Un cerchio di cinquanta difensori stava eretto rigidamente al centro della stanza, pettorali di metallo, elmetti bordati splendenti, lance inclinate tutte allo stesso angolo. Con quella disposizione che permetteva di controllare tutte le direzioni, in teoria il loro incarico era di tenere alla larga dall’attuale signore della Pietra qualsiasi intruso. Il comandante, un capitano che si riconosceva da due bianche piume corte sull’elmetto, era poco meno rigido dei soldati. Manteneva una mano sull’elsa della spada e l’altra sul fianco, arrogante nel suo ruolo. Odoravano tutti di paura e incertezza, come uomini che vivono sotto una scogliera friabile ed erano quasi riusciti ad autoconvincersi che non sarebbe mai crollata. Almeno non quella notte. Non durante l’ora successiva.

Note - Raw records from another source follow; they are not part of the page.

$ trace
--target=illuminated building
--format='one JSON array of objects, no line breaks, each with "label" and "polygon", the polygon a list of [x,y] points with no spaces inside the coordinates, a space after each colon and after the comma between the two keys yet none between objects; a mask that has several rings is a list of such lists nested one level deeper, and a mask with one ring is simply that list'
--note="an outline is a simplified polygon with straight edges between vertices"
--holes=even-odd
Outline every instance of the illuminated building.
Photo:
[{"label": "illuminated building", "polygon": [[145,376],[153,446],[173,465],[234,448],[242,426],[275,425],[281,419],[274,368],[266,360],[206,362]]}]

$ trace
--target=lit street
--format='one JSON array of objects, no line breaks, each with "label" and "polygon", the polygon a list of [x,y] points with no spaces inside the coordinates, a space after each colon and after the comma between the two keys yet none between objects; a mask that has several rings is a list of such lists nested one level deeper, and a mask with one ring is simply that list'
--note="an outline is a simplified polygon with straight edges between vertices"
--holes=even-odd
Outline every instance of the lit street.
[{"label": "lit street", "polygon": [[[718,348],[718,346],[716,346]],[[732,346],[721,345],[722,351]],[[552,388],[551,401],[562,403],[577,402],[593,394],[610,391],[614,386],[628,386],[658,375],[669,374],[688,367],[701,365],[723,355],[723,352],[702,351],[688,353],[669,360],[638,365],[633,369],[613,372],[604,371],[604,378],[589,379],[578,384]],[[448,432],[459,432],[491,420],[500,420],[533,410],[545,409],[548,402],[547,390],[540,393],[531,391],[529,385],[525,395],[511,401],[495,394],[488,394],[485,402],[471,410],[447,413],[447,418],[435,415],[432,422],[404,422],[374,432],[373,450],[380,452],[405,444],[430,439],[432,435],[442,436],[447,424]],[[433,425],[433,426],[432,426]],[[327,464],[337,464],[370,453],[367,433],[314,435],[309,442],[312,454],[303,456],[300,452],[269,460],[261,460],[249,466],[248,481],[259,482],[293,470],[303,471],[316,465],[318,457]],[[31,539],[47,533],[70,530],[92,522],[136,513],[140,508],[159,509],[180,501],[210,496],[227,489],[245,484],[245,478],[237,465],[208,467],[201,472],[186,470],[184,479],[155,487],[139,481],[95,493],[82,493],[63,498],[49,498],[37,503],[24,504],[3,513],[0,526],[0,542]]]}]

Perrin gli camminò accanto e gli stivali rimbombarono al suolo. L’ufficiale lo guardò, quindi esitò quando Perrin non attese che gli venisse intimato il chi va là. Naturalmente sapeva chi fosse; quantomeno ne sapeva quanto gli altri Tarenesi. Compagno di viaggio delle Aes Sedai, amico del lord Drago. Non un uomo da immischiarsi con un semplice ufficiale dei difensori della Pietra. Avevano l’apparente compito di vegliare sul riposo del lord Drago ma, anche se probabilmente non lo ammetteva nemmeno con se stesso, l’ufficiale doveva sapere che lui e la sua bella mostra di armature lucidate si limitavano a quello. I veri protettori Perrin li incontrò quando oltrepassò le colonne, accanto alle porte delle stanze di Rand.
Erano seduti talmente immobili dietro le colonne che sembravano confondersi con la pietra, anche se le giubbe e le brache — in sfumature di grigio e marrone, create per nascondersi nel deserto — si notarono non appena si mossero. Sei Fanciulle della Lancia, donne aiel che avevano scelto la vita delle guerriere al di sopra di tutto, fluirono fra lui e le porte su soffici stivali allacciati dietro le gambe che risalivano fin sotto al ginocchio. Erano alte per essere donne, la più alta era poco più bassa di lui, abbronzata, i capelli corti, biondi, rossi, o una via di mezzo. Due avevano archi di corno ricurvi con le frecce incoccate, se non tese. Le altre avevano dei piccoli scudi di cuoio e tre o quattro lance ciascuna, corte, ma con le punte lunghe abbastanza da trapassare il corpo di un uomo senza risparmiare un centimetro.